Dieses Problem ist auch den Grünen bewusst, die nun in Sachen Wahlrecht bei der nächsten Landtagssitzung am 27. März aufs Ganze gehen wollen. Von Kompromissen mit dem roten Koalitionspartner will man dabei aber nichts mehr wissen. Für die Partei geht es darum, im koalitionsfreien Raum ein neues minderheitenfreundliches Verhältniswahlrecht zu beschließen, so eine Sprecherin. Der derzeit noch bestehende mehrheitsfördernde Faktor soll demnach ganz gestrichen werden.

Aufgrund der Blockademöglichkeiten der Roten werde es voraussichtlich aber weder, wie von der Opposition geplant, ein Initiativ- noch ein Abänderungsantrag werden, heißt es vonseiten der Grünen. Wie man vorgehen wird, steht aber noch nicht fest: "Weil davon auszugehen ist, dass sich die anderen Parteien aller Geschäftsordnungstricks bedienen werden, prüfen wir ganz intensiv mit internen und externen Juristen das formale Prozedere", sagt die Sprecherin.

Fix ist: "Wir wollen eine namentliche Abstimmung im Landtag erreichen.
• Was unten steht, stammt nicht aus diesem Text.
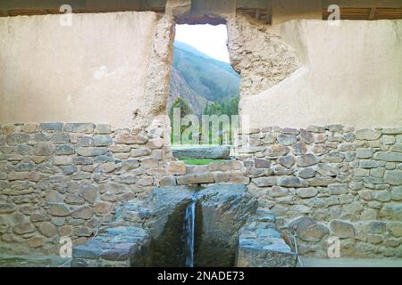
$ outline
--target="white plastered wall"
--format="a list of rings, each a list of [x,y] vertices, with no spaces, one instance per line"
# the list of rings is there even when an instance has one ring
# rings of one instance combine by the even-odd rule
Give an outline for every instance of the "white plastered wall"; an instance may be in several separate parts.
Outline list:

Dann wird man sehen, wer nicht umsetzt, was er uns in den letzten viereinhalb Jahren über die Medien ausgerichtet hat." Mit der Opposition wird man sich aber nicht mehr absprechen: "Verhandlungen mit der Opposition sind nicht notwendig. Die Positionen liegen schließlich am Tisch."

Klubchef David Ellensohn äußerte sich am Rande der Grünen Landesversammlung am Wochenende noch zuversichtlich, dass es keine Blockade der SPÖ geben wird. Zitat: "Man kann ja nicht einfach einen Landtagsbeschluss ignorieren, das hat es noch nie gegeben, das hat nicht einmal Haider in Kärnten gemacht." Seine Zuversicht dürfte in der Partei allerdings auf Grenzen stoßen.

Mentalität eines Holzfällers

"Eine lustige Sitzung" erwartet sich auf jeden Fall die FPÖ, sollte der Landtagspräsident die Anträge für nicht zulässig erklären. "Es ist schon zu befürchten, dass der Landtagspräsident, der schon hin und wieder die Mentalität eines Holzfällers an den Tag legt, und vorsichtig ausgedrückt kein Verfassungsjurist ist, sagt: Nicht zulässig. Dann wird es aber laut im Landtagssaal werden", meint Justizsprecher Dietbert Kowarik dazu. Sollte dieser Fall eintreten, will die FPÖ dem Landtagspräsidenten alle von ihm bisher zugelassenen Anträge vorlesen, die mit dieser Materie vergleichbar sind. "Dann wird er Erklärungsnotstand haben", hofft Kowarik.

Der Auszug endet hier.